Monday 5 June 2017

The Villagers

The Village Hall was used as the venue for these map making sessions. The difference being I visited the venues before to ready made audiences. This is the other way around and participants visit the venue. Villagers were very interested in seeing what had been done so far as they were the last group to contribute.

As residents for many many years they had seen a lot of changes to the village including the putting up of the perimeter fence around the Defence Academy and the various residential phases of building programmes. They described things like the old new houses? They recalled times when the Defence Academy was clearly a vast children's playground where access was totally free and unrestricted. We spent some time establishing some of the core historical elements that were felt to be relevant. Then more personal details started emerging. Houses, garden features, individual allotments appeared and the detail was beginning to accumulate to very complex levels. Dogs, neighbours, friends roles in the community were illustrated.

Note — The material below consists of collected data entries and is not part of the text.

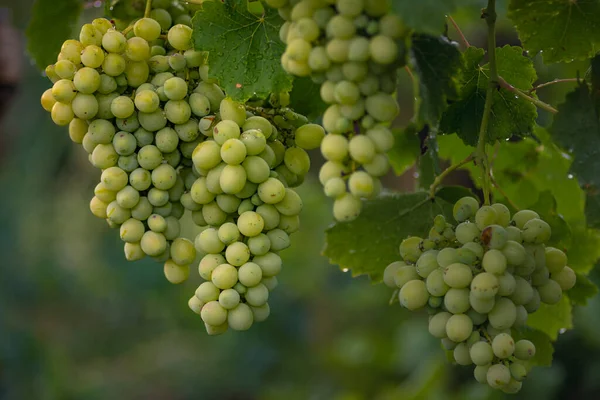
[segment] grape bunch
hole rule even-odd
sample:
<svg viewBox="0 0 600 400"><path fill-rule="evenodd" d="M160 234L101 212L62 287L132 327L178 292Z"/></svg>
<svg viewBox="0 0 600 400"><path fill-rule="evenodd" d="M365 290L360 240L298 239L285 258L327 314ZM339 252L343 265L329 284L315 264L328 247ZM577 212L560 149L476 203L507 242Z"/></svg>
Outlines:
<svg viewBox="0 0 600 400"><path fill-rule="evenodd" d="M390 123L399 113L396 71L405 57L406 29L387 1L267 0L286 20L283 68L311 76L329 104L323 115L327 162L319 179L334 199L333 215L350 221L361 199L381 190L394 145Z"/></svg>
<svg viewBox="0 0 600 400"><path fill-rule="evenodd" d="M189 193L205 280L188 302L211 335L247 330L270 313L279 252L299 228L302 199L292 189L310 168L305 148L325 132L289 109L255 110L224 99L218 115L200 120L208 139L192 154L198 173Z"/></svg>
<svg viewBox="0 0 600 400"><path fill-rule="evenodd" d="M159 7L168 4L155 0L123 31L101 18L83 25L46 69L53 86L41 103L102 171L90 210L119 229L126 259L150 256L177 284L202 257L207 282L188 305L211 334L248 329L269 314L278 253L299 227L291 188L325 131L281 99L272 108L226 97L190 26L173 24L189 19ZM181 237L188 216L201 227L194 242Z"/></svg>
<svg viewBox="0 0 600 400"><path fill-rule="evenodd" d="M434 219L427 238L400 244L403 261L384 272L401 306L429 311L429 332L459 365L475 365L475 379L506 393L521 389L536 352L515 340L541 303L556 304L575 285L567 256L545 246L548 223L531 210L511 214L503 204L472 197L456 202L455 227Z"/></svg>

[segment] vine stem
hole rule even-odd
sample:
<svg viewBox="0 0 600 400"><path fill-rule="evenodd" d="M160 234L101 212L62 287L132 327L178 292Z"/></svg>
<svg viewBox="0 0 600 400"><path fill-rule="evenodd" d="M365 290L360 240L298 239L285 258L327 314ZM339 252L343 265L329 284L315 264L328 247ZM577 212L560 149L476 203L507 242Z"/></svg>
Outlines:
<svg viewBox="0 0 600 400"><path fill-rule="evenodd" d="M517 89L516 87L514 87L510 83L506 82L501 77L498 77L498 84L500 85L500 87L503 87L504 89L508 90L509 92L512 92L512 93L516 94L517 96L529 101L530 103L535 104L536 106L538 106L539 108L541 108L543 110L550 111L553 114L558 113L558 110L556 108L552 107L550 104L544 103L543 101L541 101L539 99L536 99L534 97L527 95L525 92L521 91L520 89Z"/></svg>
<svg viewBox="0 0 600 400"><path fill-rule="evenodd" d="M563 79L555 79L553 81L546 82L546 83L540 83L539 85L534 86L533 88L529 89L529 91L527 93L533 93L533 92L537 91L538 89L544 88L546 86L554 85L556 83L563 83L563 82L579 82L579 79L563 78Z"/></svg>
<svg viewBox="0 0 600 400"><path fill-rule="evenodd" d="M475 159L475 154L469 154L469 156L467 158L465 158L464 160L449 166L448 168L446 168L441 174L439 174L438 176L435 177L435 180L433 181L433 183L431 184L431 186L429 186L429 198L433 199L435 197L435 190L438 188L438 186L440 186L442 184L442 181L448 176L450 175L451 172L456 171L457 169L459 169L460 167L470 163L471 161L473 161Z"/></svg>
<svg viewBox="0 0 600 400"><path fill-rule="evenodd" d="M463 31L460 29L460 27L458 26L458 24L456 23L454 18L452 18L452 16L450 16L450 15L447 15L447 18L448 18L448 21L450 21L450 23L454 26L454 29L456 29L456 33L458 33L458 36L460 36L460 40L463 42L465 47L467 47L467 48L471 47L471 44L467 40L467 37L465 36Z"/></svg>
<svg viewBox="0 0 600 400"><path fill-rule="evenodd" d="M488 26L488 57L490 66L490 83L485 96L485 105L483 108L483 117L481 118L481 127L479 128L479 140L477 141L477 150L475 150L475 162L483 170L483 199L485 204L490 204L490 171L485 144L487 141L488 125L492 113L494 90L497 89L500 77L498 76L498 67L496 65L496 0L488 0L487 8L482 12L481 18L484 18Z"/></svg>
<svg viewBox="0 0 600 400"><path fill-rule="evenodd" d="M146 10L144 11L144 18L150 18L152 12L152 0L146 0Z"/></svg>

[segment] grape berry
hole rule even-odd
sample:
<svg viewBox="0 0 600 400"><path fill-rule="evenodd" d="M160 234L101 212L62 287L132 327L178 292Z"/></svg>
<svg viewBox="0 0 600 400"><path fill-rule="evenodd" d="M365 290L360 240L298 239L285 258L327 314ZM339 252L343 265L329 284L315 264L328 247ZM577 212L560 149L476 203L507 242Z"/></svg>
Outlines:
<svg viewBox="0 0 600 400"><path fill-rule="evenodd" d="M438 215L427 238L403 240L403 261L387 266L384 283L402 307L428 310L429 333L457 364L474 364L478 382L516 393L536 348L514 336L541 303L560 301L575 273L563 251L545 246L551 229L534 211L511 218L502 204L464 197L453 216L456 226Z"/></svg>

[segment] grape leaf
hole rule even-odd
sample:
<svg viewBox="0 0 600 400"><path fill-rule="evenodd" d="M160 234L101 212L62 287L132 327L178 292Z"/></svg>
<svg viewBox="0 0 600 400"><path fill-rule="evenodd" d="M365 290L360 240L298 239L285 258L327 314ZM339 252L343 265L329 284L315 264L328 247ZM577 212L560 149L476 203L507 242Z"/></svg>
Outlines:
<svg viewBox="0 0 600 400"><path fill-rule="evenodd" d="M330 263L350 269L353 276L381 281L383 270L400 259L398 247L408 236L424 236L437 214L452 219L451 205L424 192L385 194L366 201L360 216L327 229L323 254Z"/></svg>
<svg viewBox="0 0 600 400"><path fill-rule="evenodd" d="M569 299L574 305L585 306L588 299L598 294L598 286L592 282L586 275L576 273L577 281L567 292Z"/></svg>
<svg viewBox="0 0 600 400"><path fill-rule="evenodd" d="M421 154L417 127L413 124L405 129L394 129L394 147L388 157L396 175L402 175L412 167Z"/></svg>
<svg viewBox="0 0 600 400"><path fill-rule="evenodd" d="M209 76L234 100L289 92L292 77L281 67L282 23L272 8L264 16L250 14L246 0L204 2L192 19L194 46L210 53Z"/></svg>
<svg viewBox="0 0 600 400"><path fill-rule="evenodd" d="M451 204L456 203L463 197L477 198L477 195L475 195L470 189L464 186L444 186L443 188L435 192L435 196L439 197L440 199L446 200L448 203Z"/></svg>
<svg viewBox="0 0 600 400"><path fill-rule="evenodd" d="M327 109L327 104L321 99L320 87L310 78L294 78L290 107L311 121L317 120Z"/></svg>
<svg viewBox="0 0 600 400"><path fill-rule="evenodd" d="M437 126L447 101L458 96L460 51L443 36L415 34L410 54L419 92L415 116L421 123Z"/></svg>
<svg viewBox="0 0 600 400"><path fill-rule="evenodd" d="M469 0L421 0L415 6L414 0L394 0L392 8L416 32L437 35L444 30L446 15L470 3Z"/></svg>
<svg viewBox="0 0 600 400"><path fill-rule="evenodd" d="M463 69L459 76L459 100L451 104L442 117L440 130L456 133L467 144L475 145L489 85L489 66L480 66L483 49L469 47L463 53ZM527 91L537 79L531 60L520 47L496 49L498 74L516 88ZM488 124L488 141L527 136L533 131L537 109L505 89L496 89Z"/></svg>
<svg viewBox="0 0 600 400"><path fill-rule="evenodd" d="M572 309L567 296L554 305L542 303L536 312L529 315L527 325L556 340L561 330L573 328Z"/></svg>
<svg viewBox="0 0 600 400"><path fill-rule="evenodd" d="M523 47L547 63L590 58L600 47L600 0L511 0L508 16Z"/></svg>
<svg viewBox="0 0 600 400"><path fill-rule="evenodd" d="M557 213L556 199L552 196L552 192L549 190L540 192L538 201L527 208L536 211L550 225L552 236L546 243L548 246L557 248L568 248L570 246L571 229L565 219Z"/></svg>
<svg viewBox="0 0 600 400"><path fill-rule="evenodd" d="M27 27L27 51L40 69L54 64L83 9L80 0L36 0Z"/></svg>
<svg viewBox="0 0 600 400"><path fill-rule="evenodd" d="M531 360L526 362L528 366L538 365L549 367L552 365L554 346L552 346L552 341L547 334L536 329L525 329L523 331L514 331L514 339L526 339L535 345L535 355Z"/></svg>

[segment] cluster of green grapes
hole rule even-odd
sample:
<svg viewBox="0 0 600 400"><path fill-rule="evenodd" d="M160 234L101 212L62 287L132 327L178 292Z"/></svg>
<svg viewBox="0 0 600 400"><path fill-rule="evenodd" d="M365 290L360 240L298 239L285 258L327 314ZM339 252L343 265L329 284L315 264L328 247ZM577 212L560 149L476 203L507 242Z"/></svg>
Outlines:
<svg viewBox="0 0 600 400"><path fill-rule="evenodd" d="M211 334L248 329L269 314L278 253L299 227L291 187L325 131L288 108L227 98L191 28L173 25L162 3L123 32L106 19L85 24L46 69L53 87L41 103L102 170L90 209L119 229L126 259L150 256L181 283L203 257L208 282L190 308ZM201 227L195 242L180 237L184 215Z"/></svg>
<svg viewBox="0 0 600 400"><path fill-rule="evenodd" d="M386 268L384 282L403 307L427 308L429 332L457 364L475 364L478 382L516 393L535 346L513 335L540 303L560 301L575 273L563 251L544 245L551 229L534 211L511 218L503 204L464 197L453 214L456 227L438 215L427 238L403 240L403 261Z"/></svg>
<svg viewBox="0 0 600 400"><path fill-rule="evenodd" d="M199 177L189 191L190 209L202 229L195 245L206 282L188 304L211 335L247 330L269 316L279 252L300 223L302 200L292 187L310 168L304 149L318 147L325 135L291 110L256 112L224 99L218 116L200 121L209 139L192 154Z"/></svg>
<svg viewBox="0 0 600 400"><path fill-rule="evenodd" d="M333 214L350 221L361 199L381 188L394 145L389 128L398 115L394 98L397 69L404 62L406 29L388 1L266 0L286 20L283 68L311 76L330 104L323 115L327 159L319 178L335 199Z"/></svg>

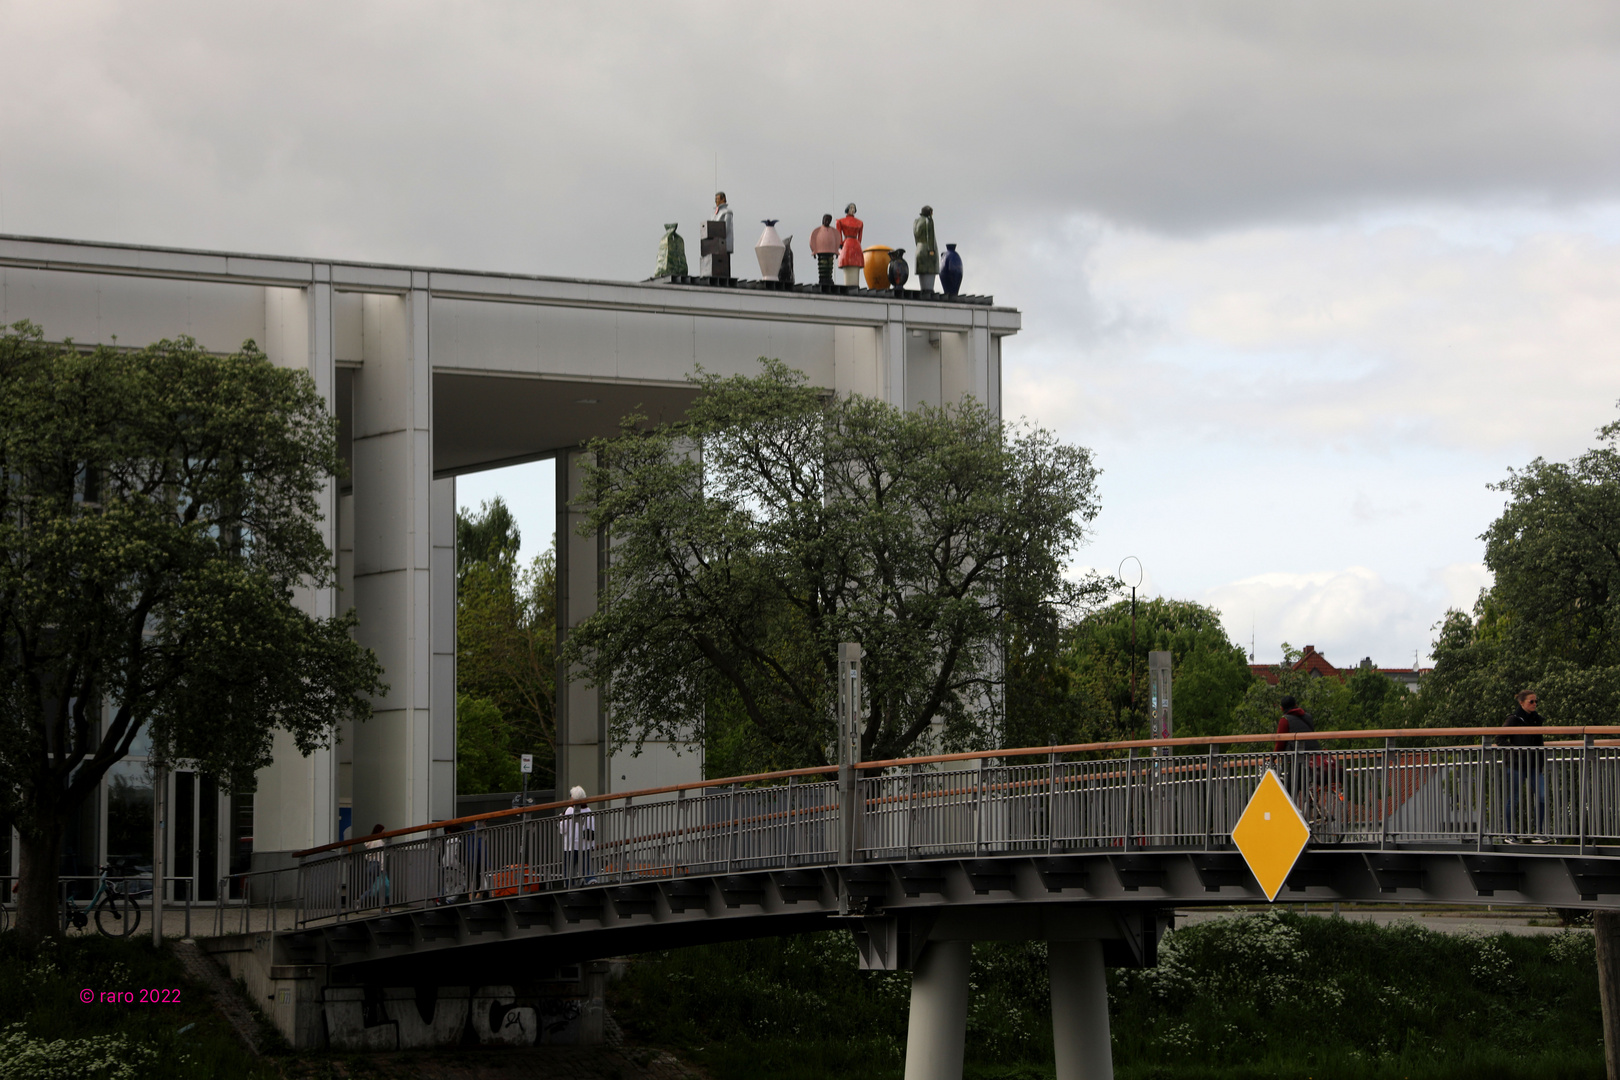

This I felt was exactly the same as the Defence Academy Friends and Family  group who had commented with wit and humour about where they lived, and they were very relaxed drawing about each other and other people. I was not so sure the Villagers would take the same approach, but after core detail was established they were exactly the same commenting freely on theirs and the lives of others. 

I had wondered if the civilian half and the services half of the town would have very separate and distinct differences. And yes of course they do and it shows very clearly on the map. But the informal commentary, inclusion and community 'in jokes' were shared and laughed about and the map used as a vehicle for social comment has been used in exactly the same way by both groups. The crossover between the two communities was seamless in this respect, yet the life styles are very different. The villagers long relationship to one place compared to the parachute in and out lives of the services families, it is in a map making project that their lives have had some kind of shared meaning.   


foreground the old village, behind the academy 

foreground the academy, behind the old village

The civilian side of the town is all about accurate placement of property and buildings. Detail important about what is (and what was)  in that exact position...(ish). Roads are a key feature to navigate by. Representing the golf course and surrounding areas proved very difficult as there were no roads to reference position by, and these areas were neglected unless I really pressed for info.
The families in the services had different concerns and approaches and someone suggested it was like the Eric Morecombe line where 'they are all the right notes, but not necessarily in the right order'. This is a good description as all the elements of the campus are depicted but location not important. Instead flags, emblems and insignia were used to identify people not properties.
In a world where the back ground or base is totally fluid, place no longer can be used as system for belonging and their identity has become represented by an emblem.